Retailers had until 12.01am today to sell the remainder of their product before the ban was enforced; after then possessing or supplying psychoactive substances was illegal.
Palmerston North Inspector Brett Calkin said extra police staff weren't rostered on for the night, but those who were working were focused on legal-high retailers around midnight.
Their main concern was the impact of retailers offering last-ditch fire-sale discounts, and the potential for long queues, similar to that seen in Palmerston North at Easter Weekend.
However, he said the deadline passed without event last night, with all retailers complying.
He could not say whether there had been discounts offered as police were not standing at the point of sale.
"It's going to be interesting to see what happens today and tonight and over the weekend . . . when some people are forced to go cold turkey."
Retailers would be visited by police today and tomorrow to ensure compliance with the new regulations.
He expected that all the banned products should be gone from shops by tomorrow - sent back to the manufacturer or destroyed.
New Zealand Drug Foundation executive director Ross Bell has called for a six-month amnesty on police enforcement on people caught in possession of psychoactive products, but police have been unable to give any such assurances.
Calkin said people found with the substances would be treated on a "case-by-case basis" as to whether they would be prosecuted or warned, as with any drug offence.
At this stage, it was "all a bit new". "It would be unusual for us to immediately start prosecuting people," he said.
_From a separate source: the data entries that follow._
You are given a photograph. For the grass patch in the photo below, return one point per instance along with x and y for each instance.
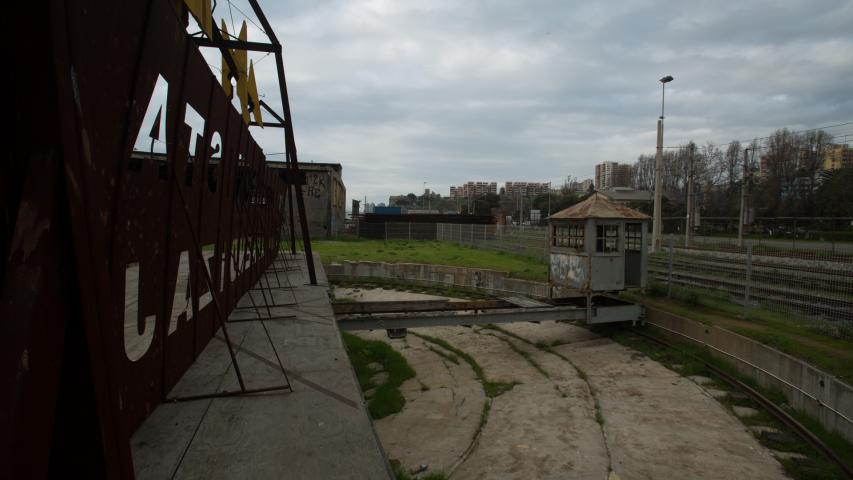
(441, 353)
(490, 388)
(387, 398)
(689, 359)
(404, 286)
(432, 252)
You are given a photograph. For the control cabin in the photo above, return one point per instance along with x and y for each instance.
(598, 246)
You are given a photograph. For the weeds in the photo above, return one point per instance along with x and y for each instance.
(387, 398)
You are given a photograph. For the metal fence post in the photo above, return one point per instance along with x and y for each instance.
(747, 285)
(669, 270)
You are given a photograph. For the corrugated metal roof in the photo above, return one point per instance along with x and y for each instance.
(598, 206)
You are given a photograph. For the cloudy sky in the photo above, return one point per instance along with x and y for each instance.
(445, 92)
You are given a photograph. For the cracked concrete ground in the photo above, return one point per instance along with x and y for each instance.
(656, 424)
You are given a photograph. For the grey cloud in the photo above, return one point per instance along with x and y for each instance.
(445, 92)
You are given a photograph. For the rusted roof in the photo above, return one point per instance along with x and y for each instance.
(598, 206)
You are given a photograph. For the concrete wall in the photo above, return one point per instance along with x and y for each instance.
(484, 279)
(822, 396)
(819, 394)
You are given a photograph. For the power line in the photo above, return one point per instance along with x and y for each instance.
(770, 136)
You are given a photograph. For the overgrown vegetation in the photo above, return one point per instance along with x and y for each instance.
(400, 473)
(403, 286)
(688, 359)
(386, 399)
(432, 252)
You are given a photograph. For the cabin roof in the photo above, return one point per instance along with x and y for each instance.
(598, 206)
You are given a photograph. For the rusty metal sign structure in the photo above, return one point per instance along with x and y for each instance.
(120, 265)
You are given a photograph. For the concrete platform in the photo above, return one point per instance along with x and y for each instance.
(320, 429)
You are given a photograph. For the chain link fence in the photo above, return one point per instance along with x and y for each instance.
(812, 283)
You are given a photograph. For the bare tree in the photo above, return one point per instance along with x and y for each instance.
(732, 164)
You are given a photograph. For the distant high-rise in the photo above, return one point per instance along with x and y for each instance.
(838, 156)
(473, 189)
(612, 174)
(526, 189)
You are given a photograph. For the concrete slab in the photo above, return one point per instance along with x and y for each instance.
(744, 411)
(700, 379)
(716, 393)
(319, 430)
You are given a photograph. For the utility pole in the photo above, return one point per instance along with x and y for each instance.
(743, 187)
(688, 232)
(657, 220)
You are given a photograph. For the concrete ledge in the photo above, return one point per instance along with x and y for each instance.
(822, 396)
(492, 281)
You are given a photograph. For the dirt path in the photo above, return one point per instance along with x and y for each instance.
(652, 422)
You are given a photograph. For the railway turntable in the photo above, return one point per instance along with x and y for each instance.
(597, 248)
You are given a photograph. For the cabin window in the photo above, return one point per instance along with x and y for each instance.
(569, 236)
(607, 238)
(633, 236)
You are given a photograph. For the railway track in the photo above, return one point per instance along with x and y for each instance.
(834, 309)
(777, 412)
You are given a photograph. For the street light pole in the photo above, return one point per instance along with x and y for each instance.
(656, 221)
(742, 200)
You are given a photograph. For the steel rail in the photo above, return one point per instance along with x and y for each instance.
(771, 407)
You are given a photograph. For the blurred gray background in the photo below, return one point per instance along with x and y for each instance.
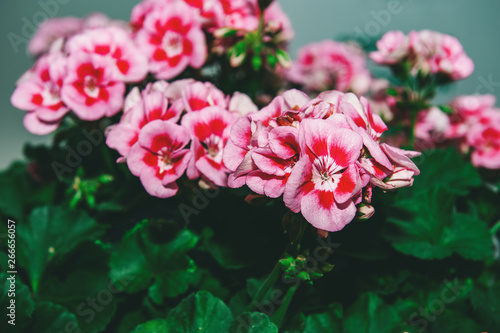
(475, 23)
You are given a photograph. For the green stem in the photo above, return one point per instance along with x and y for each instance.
(264, 288)
(413, 126)
(280, 314)
(495, 228)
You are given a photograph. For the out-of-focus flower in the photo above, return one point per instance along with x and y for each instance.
(172, 39)
(115, 44)
(330, 65)
(39, 93)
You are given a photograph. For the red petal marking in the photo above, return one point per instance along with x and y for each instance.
(150, 159)
(103, 94)
(187, 47)
(346, 185)
(56, 106)
(123, 66)
(160, 55)
(99, 74)
(195, 3)
(201, 131)
(217, 126)
(174, 24)
(45, 76)
(155, 39)
(117, 54)
(37, 99)
(326, 199)
(102, 49)
(340, 156)
(174, 61)
(197, 104)
(161, 141)
(85, 70)
(89, 101)
(155, 114)
(79, 87)
(213, 163)
(134, 139)
(319, 147)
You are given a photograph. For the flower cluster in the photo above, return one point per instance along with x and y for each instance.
(425, 51)
(473, 125)
(86, 72)
(323, 155)
(168, 129)
(330, 65)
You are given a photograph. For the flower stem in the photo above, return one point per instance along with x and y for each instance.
(280, 314)
(413, 126)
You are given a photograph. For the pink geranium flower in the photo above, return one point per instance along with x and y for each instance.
(209, 129)
(172, 39)
(275, 162)
(153, 105)
(391, 48)
(325, 180)
(90, 88)
(51, 30)
(39, 93)
(114, 43)
(331, 65)
(159, 157)
(198, 95)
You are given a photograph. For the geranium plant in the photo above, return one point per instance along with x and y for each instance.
(199, 180)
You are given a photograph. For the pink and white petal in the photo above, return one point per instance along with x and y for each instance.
(233, 155)
(180, 161)
(241, 132)
(275, 186)
(320, 209)
(298, 184)
(283, 141)
(153, 185)
(295, 99)
(139, 159)
(212, 170)
(242, 104)
(23, 96)
(256, 180)
(237, 179)
(34, 125)
(49, 115)
(159, 134)
(122, 137)
(348, 185)
(265, 160)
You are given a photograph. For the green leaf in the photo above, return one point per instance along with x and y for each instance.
(200, 312)
(447, 168)
(253, 322)
(24, 305)
(80, 283)
(50, 317)
(152, 326)
(430, 228)
(164, 268)
(469, 237)
(486, 303)
(329, 321)
(53, 232)
(369, 314)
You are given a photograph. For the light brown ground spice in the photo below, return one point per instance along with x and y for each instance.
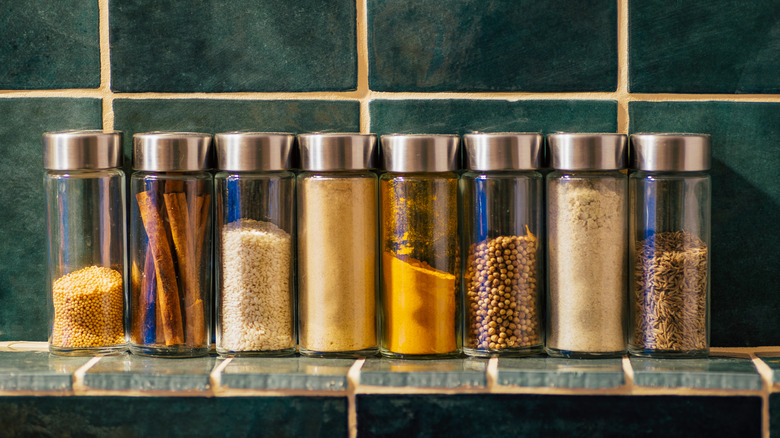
(670, 293)
(88, 309)
(502, 296)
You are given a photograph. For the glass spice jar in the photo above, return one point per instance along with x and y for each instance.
(255, 241)
(337, 245)
(420, 246)
(170, 246)
(587, 246)
(669, 240)
(85, 205)
(501, 196)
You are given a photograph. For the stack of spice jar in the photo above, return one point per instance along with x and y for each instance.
(415, 258)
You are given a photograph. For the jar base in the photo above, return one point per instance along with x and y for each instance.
(112, 350)
(171, 351)
(506, 352)
(392, 355)
(268, 353)
(669, 354)
(366, 352)
(554, 352)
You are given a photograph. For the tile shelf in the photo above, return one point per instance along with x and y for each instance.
(32, 369)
Inspector Rob Duindam, from police national headquarters, said a "commonsense approach" would be taken regarding possession matters involving users.
Butt Bucket owner Richard Green said yesterday he planned to open for a couple of extra hours to get rid of the rest of his stock, and had already reduced the price on some brands, but not by much.
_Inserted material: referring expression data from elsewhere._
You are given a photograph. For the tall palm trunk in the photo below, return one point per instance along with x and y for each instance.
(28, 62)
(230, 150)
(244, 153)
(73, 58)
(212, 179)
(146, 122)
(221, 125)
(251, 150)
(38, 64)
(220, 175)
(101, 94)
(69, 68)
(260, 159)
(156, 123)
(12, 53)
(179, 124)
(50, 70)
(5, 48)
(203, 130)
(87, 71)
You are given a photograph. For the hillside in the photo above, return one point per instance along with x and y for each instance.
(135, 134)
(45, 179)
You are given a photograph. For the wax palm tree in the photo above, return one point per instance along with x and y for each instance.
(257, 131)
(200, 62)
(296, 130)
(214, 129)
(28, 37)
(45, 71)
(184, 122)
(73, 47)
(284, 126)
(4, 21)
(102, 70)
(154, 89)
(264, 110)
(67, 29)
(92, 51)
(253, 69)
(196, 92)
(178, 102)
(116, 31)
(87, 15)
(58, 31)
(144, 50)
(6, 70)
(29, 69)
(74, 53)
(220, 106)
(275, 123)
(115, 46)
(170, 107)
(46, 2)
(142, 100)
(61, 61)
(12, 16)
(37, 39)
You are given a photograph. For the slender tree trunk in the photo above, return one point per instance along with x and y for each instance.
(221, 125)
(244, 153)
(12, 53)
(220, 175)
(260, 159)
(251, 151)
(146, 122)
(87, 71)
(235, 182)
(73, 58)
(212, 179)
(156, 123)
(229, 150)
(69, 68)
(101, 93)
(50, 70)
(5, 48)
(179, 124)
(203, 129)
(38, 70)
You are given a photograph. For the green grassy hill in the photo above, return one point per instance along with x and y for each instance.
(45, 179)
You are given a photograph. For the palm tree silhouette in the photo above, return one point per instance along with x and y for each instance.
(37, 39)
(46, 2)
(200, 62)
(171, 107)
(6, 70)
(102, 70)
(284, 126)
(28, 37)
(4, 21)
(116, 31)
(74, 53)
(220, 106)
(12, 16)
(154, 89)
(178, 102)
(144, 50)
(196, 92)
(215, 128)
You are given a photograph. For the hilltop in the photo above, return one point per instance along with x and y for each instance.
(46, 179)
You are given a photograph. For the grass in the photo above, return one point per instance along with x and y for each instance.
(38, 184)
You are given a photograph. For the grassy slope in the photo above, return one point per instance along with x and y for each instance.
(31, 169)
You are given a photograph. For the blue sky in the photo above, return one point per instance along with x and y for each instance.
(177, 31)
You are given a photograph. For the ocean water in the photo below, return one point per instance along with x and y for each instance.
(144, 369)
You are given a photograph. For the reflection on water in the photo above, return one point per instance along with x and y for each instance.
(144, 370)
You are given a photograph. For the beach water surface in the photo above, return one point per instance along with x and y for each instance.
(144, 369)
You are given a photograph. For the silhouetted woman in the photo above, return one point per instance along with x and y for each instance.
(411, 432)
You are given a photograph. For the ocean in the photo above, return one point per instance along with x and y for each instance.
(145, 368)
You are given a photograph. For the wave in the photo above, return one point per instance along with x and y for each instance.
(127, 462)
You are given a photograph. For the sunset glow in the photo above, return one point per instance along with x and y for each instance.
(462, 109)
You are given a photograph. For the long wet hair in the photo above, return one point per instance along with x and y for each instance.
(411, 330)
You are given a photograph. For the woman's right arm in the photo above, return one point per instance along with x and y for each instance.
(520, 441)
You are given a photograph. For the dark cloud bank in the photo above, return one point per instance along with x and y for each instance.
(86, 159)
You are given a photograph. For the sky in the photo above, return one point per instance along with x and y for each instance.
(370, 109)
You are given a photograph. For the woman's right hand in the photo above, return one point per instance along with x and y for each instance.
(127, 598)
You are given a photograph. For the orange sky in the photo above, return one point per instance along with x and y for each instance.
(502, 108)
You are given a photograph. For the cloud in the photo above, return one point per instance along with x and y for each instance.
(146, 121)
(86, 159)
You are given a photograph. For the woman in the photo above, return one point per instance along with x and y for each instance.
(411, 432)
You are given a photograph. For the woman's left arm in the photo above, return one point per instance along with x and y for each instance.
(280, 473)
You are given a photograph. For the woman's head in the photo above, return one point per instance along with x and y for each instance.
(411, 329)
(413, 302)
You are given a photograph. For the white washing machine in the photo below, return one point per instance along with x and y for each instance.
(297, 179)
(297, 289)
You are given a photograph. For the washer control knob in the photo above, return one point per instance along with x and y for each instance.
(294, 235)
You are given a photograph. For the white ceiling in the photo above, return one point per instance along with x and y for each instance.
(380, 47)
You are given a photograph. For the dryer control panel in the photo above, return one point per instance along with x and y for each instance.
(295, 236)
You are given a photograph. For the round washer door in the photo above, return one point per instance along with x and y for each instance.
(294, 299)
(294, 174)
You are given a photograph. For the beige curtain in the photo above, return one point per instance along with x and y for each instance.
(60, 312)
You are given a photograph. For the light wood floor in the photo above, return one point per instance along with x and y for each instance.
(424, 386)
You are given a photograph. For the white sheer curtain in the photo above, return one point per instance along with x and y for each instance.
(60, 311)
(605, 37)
Brands that usually sold at $10 were selling for between $6 and $7, while others priced at $15 were going for $12.
Other brands had been left at the usual selling price.
He had heard of other stores selling some brands for $5 earlier in the week, he said.
Anything that didn't sell would go back to the supplier, or be destroyed.
As he understood it, if the leftover stock was wrapped up, and ready to be destroyed or sent away when police visited on the first day of the ban, then that was acceptable.
He had pamphlets to give to people who were having problems coming off the products.
Whether any of the products managed to make the "low risk" threshold and come back to the market remained to be seen.
"In a way, I hope not, I don't think there should be a market for party drugs, the only thing I'm just scared of happening is that they'll all go underground.
"There's a lot of people buying bulk stock - whether that's for personal use or for supplying, I don't know."